Log Master 02 (filtered for name of hosts)
[2020-02-19 09:10:22 +0100] information/Checkable: Checkable 'abc-0527-LR01' has 1 notification(s). Checking filters for type 'Problem', sends will be logged.
[2020-02-19 09:25:26 +0100] information/Notification: Sending reminder 'Problem' notification 'abc-0527-LR01!xy-0527-Hosts' for user 'xxx'
[2020-02-19 09:25:26 +0100] information/Notification: Completed sending 'Problem' notification 'abc-0527-LR01!xy-0527-Hosts' for checkable 'abc-0527-LR01' and user 'xxx' using command 'mail-host-notification-prio1'.
[2020-02-19 09:36:24 +0100] information/Checkable: Checkable 'abc-0527-LR01' has 1 notification(s). Checking filters for type 'Recovery', sends will be logged.
[2020-02-19 09:36:26 +0100] information/Checkable: Checkable 'abc-0527-FW01' has 1 notification(s). Checking filters for type 'Problem', sends will be logged.
[2020-02-19 09:36:46 +0100] information/Checkable: Checkable 'abc-0527-SW-MS225' has 1 notification(s). Checking filters for type 'Recovery', sends will be logged.
[2020-02-19 09:37:44 +0100] information/Checkable: Checkable 'abc-0527-LR01!Ping_ISP_public_IP' has 1 notification(s). Checking filters for type 'Recovery', sends will be logged.
[2020-02-19 09:41:13 +0100] information/Checkable: Checkable 'abc-0527-FW01' has 1 notification(s). Checking filters for type 'Recovery', sends will be logged.

Dependency-Configuration:

apply Dependency "abc-LR01_zu_abc-0527-Hosts" to Host {
    parent_host = "abc-0527-LR01"
    disable_checks = true
    disable_notifications = true
    ignore_soft_states = false
    period = "24x7"
    assign where match("abc-0527*", host.name) && host.name != "abc-0527-LR01"
    states = [ Up ]
}

Notification apply rules (for hosts and service):

apply Notification "xy-0527-Hosts" to Host {
    times = {
        begin = 15m
    }
    command = "mail-host-notification-prio1"
    interval = 0s
    period = "24x7"
    assign where match("abc-0527*", host.name) && host.name != "abc-0527-AP"
    states = [ Down, Up ]
    types = [ Custom, Problem, Recovery ]
    users = [ "xxx" ]
}
apply Notification "xy-0527-Public-IP_ISP" to Service {
    times = {
        begin = 15m
    }
    command = "mail-service-notification-prio2"
    interval = 0s
    period = "24x7"
    assign where service.name == "Ping_ISP_public_IP" && host.name == "abc-0527-LR01"
    states = [ Critical, OK, Unknown, Warning ]
    types = [ Custom, Problem, Recovery ]
    users = [ "xxx" ]
}

The user only gets the CRITICAL/DOWN notifications.

I have the feeling that times = { begin = 15m } is the “bad boy” here.

Setup:
2 Masters, 2 Satellites (doing the checks)
CentOS7
Icinga v2.11.0 (trying to schedule an update this week to get to 2.11.2)

@ken Do you delay your notifications as well?

Another thought:
Host template:

template Host "_iamatemplate_" {
    check_command = "icmp"
    max_check_attempts = "3"
    check_interval = 5m
    retry_interval = 1m
...

Would it help raising the retry_interval for the parent host, e.g. to a multiple of the check_interval of the child hosts?
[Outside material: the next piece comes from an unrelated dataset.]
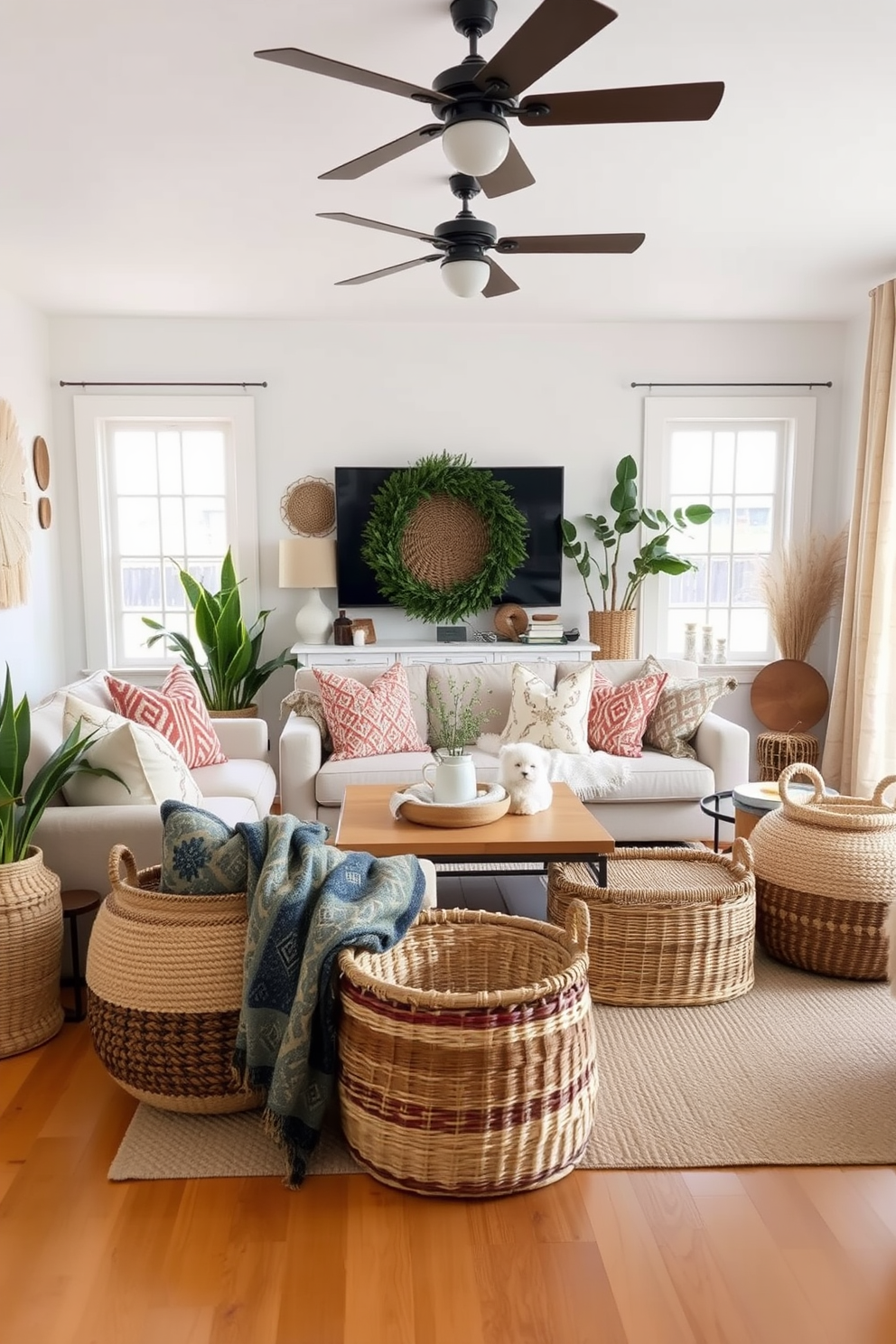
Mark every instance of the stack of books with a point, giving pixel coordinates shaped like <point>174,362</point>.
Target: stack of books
<point>545,630</point>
That was a suggestion the last time I inquired about this. I can’t really see why that would help. Also this would delay notifications even further.

@log1c I added times.begin on the router notification, which helped but did not cure my other issue (Notifications despite Dependencies, but did not affect this issue, one way or another.

So you didn’t have the times = { begin = something } in your notification config before?

What I was aiming it, is that exactly this setting may cause this behavior. But if you have not had this setting prior to my post, I think this can be ruled out as the culprit of the problem.

Yes, same behavior with and without times.begin

I added

disable_checks = true

to Dependency "router-internal" and let it run overnight. Out of 6 events, instead of 2-3-4-5 notifications on each router recovery, I got 0 on the first 5 and 1 on the 6th. So I’ll call that fixed.

Unfortunately Icinga is still an order of magnitude noisier than our older monitoring solution, because basic dependencies are still not stopping alerting while a parent is down. Unless I see some progress on Notifications despite Dependencies I will need to find another solution.